李继业抬目一望,粗估人马怕有三百之数。雾中影影绰绰,骑兵在前,步兵在后,刀枪如林,黑压压地压过来。

此时他人马在营,尚未披甲,马未上鞍,若被以骑冲步,怕是大有损失。

李继业脑子里已经转过几道弯——不能退,退就是被追着打;不能硬顶,顶就是被碾过去。只能……在我的雾里做些文章。

此时头前丁得孙看着车马前的李继业,立时爆喝,声如炸雷道。

“贼人!你妄杀柴进!今日丁得孙,要你血债血偿!”

洪教头也立时大喝,枪尖往前一指,青筋暴起道:“贼匪,可记得我洪承仁否!”

李继业闻言,睥睨一笑。没有答话。

下颚一抬,将飞叉在手中转了一圈,叉尖朝前,掂了掂分量——趁手。

随即抬手一招,往脖子上一划,口型吐出一个字:来。

脚步往后一移,他整个身子便撞进了渐起的浓雾之中。无声无息,眨眼间便被灰白吞没。

下一刻,一声鸟哨骤然响起,尖锐,短促,像夜鸟惊飞。

闻听此音的骑卒立时阵型一转,牵着马,撞入弥散的迷雾当中,往营地后面的矮树林摸去——那里拴着马。

动作快而不乱,脚步声被雾气吸走,几乎没有发出声响。

张清见状,左右张望,不知何时起雾,立时喝道。

“此雾必然有诈,小心!”

众人纷纷降下马速,马蹄声从狂奔变成了碎步,骑兵的冲击力被雾气和谨慎两把刀同时割去。

然而洪教头却立时喝道:“擒贼先擒王!”

话语方落,纵马前冲。

他不信什么妖术,他只信手里的枪。枪在,人在。青骢马四蹄蹬地,提枪而去,眨眼间便冲入雾气之中。

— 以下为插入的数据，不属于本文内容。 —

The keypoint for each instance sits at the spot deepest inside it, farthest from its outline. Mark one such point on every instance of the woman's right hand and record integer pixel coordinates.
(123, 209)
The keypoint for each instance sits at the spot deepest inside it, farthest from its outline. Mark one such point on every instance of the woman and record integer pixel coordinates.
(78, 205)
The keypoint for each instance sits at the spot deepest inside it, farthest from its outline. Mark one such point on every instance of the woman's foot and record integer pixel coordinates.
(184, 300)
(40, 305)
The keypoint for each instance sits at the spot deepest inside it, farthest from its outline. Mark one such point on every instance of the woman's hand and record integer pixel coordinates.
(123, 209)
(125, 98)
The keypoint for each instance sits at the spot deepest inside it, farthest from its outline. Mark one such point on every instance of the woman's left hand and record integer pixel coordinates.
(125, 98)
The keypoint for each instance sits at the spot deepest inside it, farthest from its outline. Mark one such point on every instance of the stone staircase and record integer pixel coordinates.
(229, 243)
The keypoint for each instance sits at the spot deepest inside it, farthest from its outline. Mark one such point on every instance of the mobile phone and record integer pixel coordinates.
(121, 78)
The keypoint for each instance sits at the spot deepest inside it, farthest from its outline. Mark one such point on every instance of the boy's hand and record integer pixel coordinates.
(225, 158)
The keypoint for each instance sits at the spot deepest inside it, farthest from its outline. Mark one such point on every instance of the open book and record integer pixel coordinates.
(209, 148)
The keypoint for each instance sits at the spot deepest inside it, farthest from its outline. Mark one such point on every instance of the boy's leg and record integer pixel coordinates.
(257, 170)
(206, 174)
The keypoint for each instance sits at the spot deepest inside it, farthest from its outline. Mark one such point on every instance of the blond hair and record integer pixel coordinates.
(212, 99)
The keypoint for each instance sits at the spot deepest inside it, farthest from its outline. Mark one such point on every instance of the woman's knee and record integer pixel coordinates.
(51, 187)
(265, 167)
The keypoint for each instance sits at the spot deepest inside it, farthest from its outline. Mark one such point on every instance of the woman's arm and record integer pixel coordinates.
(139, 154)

李继业的虎目在雾中却清晰可见。雾对他不是阻碍,是掩护。

刚迈入雾中,见洪教头竟然孤身追来,李继业立时反往前冲,扭腰,跨步。迎着洪教头冲过去。

其脚步无声,身形如蛇,贴着地面窜行!

——“鬼力”!“膂力”!“雄壮”!三力齐发!“龙抬头”!“火将·爆发”!

李继业筋肉在皮下一节一节地绷紧,像弓弦被拉满,每一块肌肉都在输送力量,汇聚到右臂,汇聚到掌心,汇聚到那柄飞叉上。

“呔!”

李继业虎喝一声,腰胯猛地一拧,整个人的重心从后脚推到前脚,脊背弓起如龙,飞叉脱手而出。

全身的力量都在那一瞬炸开。一道撕风声起,飞叉破开雾气,直奔洪教头面门。

洪教头眼前一道飞叉骤然显现。他看见叉尖那三股寒光了!心中陡然升起莫大恐惧,瞳孔骤缩,嘴张开,想喊!

——“咻!”

钢叉擦着洪教头耳旁飞过,那风刮得他耳廓生疼,发丝断了几根。

他以为自己躲过了,还没来得及庆幸,身后传来一声闷响。“噗——”叉刃凿入肉体的声音,沉闷,厚实。

洪教头猛地回头。飞叉撞入赶来的丁得孙胯下马颈,径直凿进咽喉,从另一侧穿出。

血喷涌而出,马匹被大力带的整个前冲的动能僵直了一瞬,然后轰然倒地,马身翻滚,砸在地上,尘土飞溅。

丁得孙被甩出去,一个翻身落在地上,半跪着,抬头,眼中满是惊骇。

不是惊那飞叉——是惊那飞叉原来不是冲洪教头去的,是冲他来的!

此时洪教头方才反应过来,脑子还没转过弯,手已经动了。

欲要挺枪而刺——熟料一道身影如熊前踏而来,从雾中撞出,快得像一头下山猛虎。

——“鬼力”“膂力”“雄壮”!“龙虎大力”!“火将·爆发”!

李继业前冲侧身,肩胛如锤,径直撞在马肩之上——同时“鹁鸽翻身”扫马腿!

两式合一,马匹的前腿被扫断,脊背被撞歪,重心在一瞬间被破坏殆尽。

洪教头的马轰然倾覆,马匹横飞,嘶鸣声凄厉,他被甩落出去。

洪教头倾倒的眼眸之中,但见一只手从灰白雾气中探出来,五指如铁钳,一把擒在他长枪的枪杆上。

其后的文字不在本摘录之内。